“Biologically, there are not different races. Despite our differences, there is only one human race.” Once, when I said that in history class, one of my students asked, “Then why do we call problems between different groups ‘racism’?” My answer, to the best I can recall, was that imagined racial differences reinforce these problems. The core statement remains true: DNA studies confirm what interfertility had already demonstrated—all humans are related. We are all of one common race.
Humans have spread out, though, to inhabit every environmental niche in the planet. Humans live in polar climates where it is nearly always winter, and they live in tropical climates where it is always summer. Humans live in deserts where it never rains and in forests where it rains nearly every day. Humans live high on mountains and along the seashore. Humans live in river valleys and in grasslands far from flowing water. Humans have adapted to every climate and every environment on the planet. We have found food to support us wherever we live. We have developed tools to adapt our environment, making it friendlier and more survivable. In more recent times, we have learned to travel from place to place, to network with other cultures, to communicate across various barriers, and to exchange the raw materials and the created artifacts of our various groups.
Human interaction has not always been pleasant or peaceful. People have fought wars over natural resources. People have fought over land and territory. People have fought over ideas—religious ideas, economic ideas, and political ideas. People have enslaved their neighbors and have captured neighbors to sell into slavery. People have clung to excess food while their neighbors starved. People have used violence and starvation and disease to control other people. People have used our difference in appearance, in language, and in ideas and cultures as excuses to mistreat one another, excuses to treat other groups of people as something less than human.
By any label (racism, bigotry, prejudice, greed, hatred), these problems are not quickly and easily solved. Some claim to be colorblind, to treat all people the same. Others rise above both bigotry and colorblindness to celebrate their own cultural heritage and also to be curious about the cultural heritage of their neighbors. Some people perpetuate stereotypes based on debunked racial theories—either claiming that one group is inherently better than another, or else claiming that past abuses of one group over another are the only reason for present problems and require redistribution of wealth, property, and power.

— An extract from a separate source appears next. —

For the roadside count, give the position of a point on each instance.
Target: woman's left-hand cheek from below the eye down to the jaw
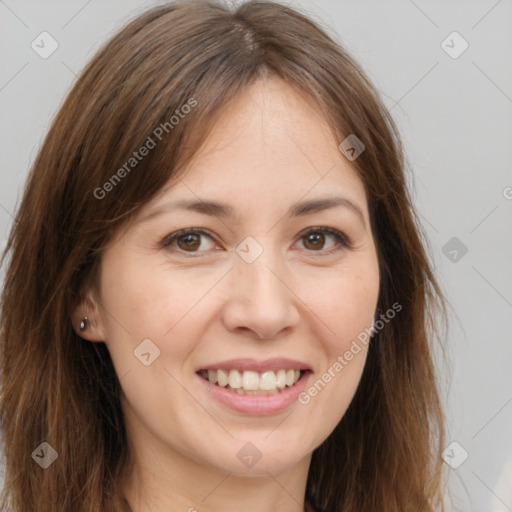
(142, 304)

History, like science, tends to be misused by groups seeking to maintain power over others and by groups seeking to gain power over others. The value of history is that it shows some constant themes that we can resist futilely or that we can observe, planning to adapt productively. People move from place to place. They seek better lives for themselves—freedom from violence, more available food, more opportunities to improve their lives and those of their children, better laws, better governments, more freedom. When migrants are hated, despised, and resisted, they do not go away—they become more stubborn in their attempts to find a better life, while also clinging more strongly to their cultural traditions and beliefs. When migrants are welcomed and incorporated, they do not take over—they become more interested in the traditions and beliefs of the culture to which they have been added.
The Law of Moses required compassion and aid for the widow, the orphan, and the stranger (the outsider, the migrant). Jesus Christ affirmed these values, teaching his followers to love one another, to love their neighbors, to help even the Samaritan, the Roman centurion, the Canaanite woman who begged for crumbs from the Master’s table. When we love our neighbors, we do not tolerate lawlessness, violence, or hatred from those neighbors. But, when we love our neighbors, we learn about their ways and we teach them our ways. With today’s rapid transportation, instant communication, and widely available information about the world’s cultures, we learn easily about others. And we find opportunities to be helpful to those who need our help. Instead of keeping our culture pure by driving away the stranger, we perpetuate our culture by sharing it with the stranger. History teaches that this is the best procedure to follow. J.